Dicha publicidad debe cumplir con el principio general: proporcionar información neutra y objetiva y no entrar nunca en polémica con los órganos jurisdiccionales, con las partes o con los medios de comunicación. Debe evitarse a toda costa que la publicidad, en principio garantía de control, derive en manipulación. La publicidad nunca puede llevar a una situación en la que la justicia emane de los medios de comunicación.
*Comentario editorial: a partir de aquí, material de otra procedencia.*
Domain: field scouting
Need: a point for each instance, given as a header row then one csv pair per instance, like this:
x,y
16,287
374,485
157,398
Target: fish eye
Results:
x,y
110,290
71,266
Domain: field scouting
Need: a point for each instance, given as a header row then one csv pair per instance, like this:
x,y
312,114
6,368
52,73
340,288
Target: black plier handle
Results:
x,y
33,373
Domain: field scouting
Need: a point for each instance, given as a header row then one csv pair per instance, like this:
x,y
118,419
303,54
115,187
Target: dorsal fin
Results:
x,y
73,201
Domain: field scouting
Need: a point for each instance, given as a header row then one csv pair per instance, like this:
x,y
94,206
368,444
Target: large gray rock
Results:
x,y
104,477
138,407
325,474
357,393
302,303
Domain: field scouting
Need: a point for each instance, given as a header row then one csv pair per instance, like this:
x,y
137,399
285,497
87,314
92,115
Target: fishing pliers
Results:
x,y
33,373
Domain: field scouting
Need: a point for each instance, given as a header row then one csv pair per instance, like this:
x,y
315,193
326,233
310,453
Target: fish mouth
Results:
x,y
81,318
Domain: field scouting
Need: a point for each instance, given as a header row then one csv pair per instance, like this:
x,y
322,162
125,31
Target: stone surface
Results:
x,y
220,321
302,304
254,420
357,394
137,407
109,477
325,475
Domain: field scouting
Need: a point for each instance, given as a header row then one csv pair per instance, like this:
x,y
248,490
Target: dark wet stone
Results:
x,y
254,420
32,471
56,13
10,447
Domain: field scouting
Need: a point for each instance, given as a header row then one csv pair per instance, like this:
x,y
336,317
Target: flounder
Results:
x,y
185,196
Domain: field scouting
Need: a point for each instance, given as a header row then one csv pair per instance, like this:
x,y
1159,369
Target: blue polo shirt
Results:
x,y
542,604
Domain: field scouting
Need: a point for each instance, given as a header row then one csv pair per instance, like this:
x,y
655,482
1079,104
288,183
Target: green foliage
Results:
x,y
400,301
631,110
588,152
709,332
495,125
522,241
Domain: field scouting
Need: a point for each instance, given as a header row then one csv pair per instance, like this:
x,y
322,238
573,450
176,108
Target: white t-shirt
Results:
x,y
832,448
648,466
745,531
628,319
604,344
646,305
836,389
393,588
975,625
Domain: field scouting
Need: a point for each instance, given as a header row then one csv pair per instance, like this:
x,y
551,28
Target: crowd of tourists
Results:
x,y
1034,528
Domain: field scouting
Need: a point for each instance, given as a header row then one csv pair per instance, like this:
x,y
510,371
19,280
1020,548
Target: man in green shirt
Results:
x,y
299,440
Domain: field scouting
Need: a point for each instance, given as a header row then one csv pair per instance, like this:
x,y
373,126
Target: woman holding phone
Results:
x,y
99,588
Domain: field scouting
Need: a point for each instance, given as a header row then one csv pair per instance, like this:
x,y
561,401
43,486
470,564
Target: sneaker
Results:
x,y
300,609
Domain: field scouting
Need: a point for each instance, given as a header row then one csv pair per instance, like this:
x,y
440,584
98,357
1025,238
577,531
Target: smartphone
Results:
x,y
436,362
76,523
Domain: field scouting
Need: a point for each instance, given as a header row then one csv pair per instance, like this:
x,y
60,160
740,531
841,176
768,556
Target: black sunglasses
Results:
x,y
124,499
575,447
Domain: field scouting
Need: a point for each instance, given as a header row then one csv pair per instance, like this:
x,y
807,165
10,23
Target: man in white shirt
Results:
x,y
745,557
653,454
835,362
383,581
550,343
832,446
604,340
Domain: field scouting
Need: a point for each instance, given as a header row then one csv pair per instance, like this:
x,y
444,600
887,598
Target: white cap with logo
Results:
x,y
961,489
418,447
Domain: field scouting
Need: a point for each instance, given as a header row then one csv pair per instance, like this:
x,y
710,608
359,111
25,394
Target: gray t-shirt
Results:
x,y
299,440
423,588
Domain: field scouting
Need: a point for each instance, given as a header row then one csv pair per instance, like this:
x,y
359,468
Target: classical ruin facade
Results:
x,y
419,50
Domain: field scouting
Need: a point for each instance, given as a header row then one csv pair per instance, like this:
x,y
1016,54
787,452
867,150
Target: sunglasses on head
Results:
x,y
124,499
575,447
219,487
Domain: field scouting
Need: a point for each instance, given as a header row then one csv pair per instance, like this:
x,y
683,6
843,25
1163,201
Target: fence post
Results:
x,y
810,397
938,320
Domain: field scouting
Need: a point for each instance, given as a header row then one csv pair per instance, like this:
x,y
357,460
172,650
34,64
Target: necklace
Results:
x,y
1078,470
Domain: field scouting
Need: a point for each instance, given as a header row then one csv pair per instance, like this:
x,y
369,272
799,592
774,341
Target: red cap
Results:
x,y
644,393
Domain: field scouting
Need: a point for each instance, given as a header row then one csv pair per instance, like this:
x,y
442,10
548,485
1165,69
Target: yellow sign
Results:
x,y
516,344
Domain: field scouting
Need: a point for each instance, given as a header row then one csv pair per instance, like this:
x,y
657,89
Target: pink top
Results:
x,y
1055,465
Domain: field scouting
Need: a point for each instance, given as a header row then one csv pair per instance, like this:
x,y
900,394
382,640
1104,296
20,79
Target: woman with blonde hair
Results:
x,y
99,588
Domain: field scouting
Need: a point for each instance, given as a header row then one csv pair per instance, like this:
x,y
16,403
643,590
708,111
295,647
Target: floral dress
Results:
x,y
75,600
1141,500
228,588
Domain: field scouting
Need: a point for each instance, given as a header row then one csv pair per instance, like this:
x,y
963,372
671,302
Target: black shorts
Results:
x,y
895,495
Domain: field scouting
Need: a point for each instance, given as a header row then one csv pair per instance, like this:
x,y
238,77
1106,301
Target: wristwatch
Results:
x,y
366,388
Debiendo advertirse del riesgo de que la regular Administración de Justicia pueda sufrir una pérdida de respeto y de que la función de los Tribunales si las partes sufrieran un pseudo juicio en los medios de comunicación.

Debe tenerse siempre presente que el derecho a la presunción de inocencia no sólo garantiza al imputado ser absuelto si ante el tribunal no se prueba debidamente su culpabilidad, sino también ser tratado como inocente y no como culpable en tanto no sea declarada su culpabilidad por el único que constitucionalmente puede hacerlo. Es por tanto necesario, en estas informaciones durante la tramitación de la causa, resaltar en todo caso que el imputado o acusado sigue disfrutando de presunción de inocencia.

Por regla general, en el supuesto de asuntos de interés general afectantes a personajes de relevancia pública, estaría permitida la mención del nombre del imputado. Por contra, en los supuestos que se han denominado de criminalidad cotidiana el nombre del imputado debe —también en principio— permanecer en el anonimato (por ejemplo mediante la única mención de sus iniciales). Las informaciones que afecten a menores relacionados con los hechos objeto de juicio deben tratarse con un cuidado especial para proteger su intimidad y el desarrollo de su personalidad.

No existe obstáculo en principio para confirmar a los medios de comunicación si la persona o personas detenidas han sido puestas a disposición judicial, y cuando ya se ha cumplido este trámite, puede informárseles de la situación personal en la que han quedado y los presuntos delitos por los que se ha abierto la causa. No obstante, durante la celebración del juicio oral, puede ser limitado o excluido el acceso al público y la prensa, entre otras, por razones de orden público justificadas en una sociedad democrática, que estén previstas por las leyes.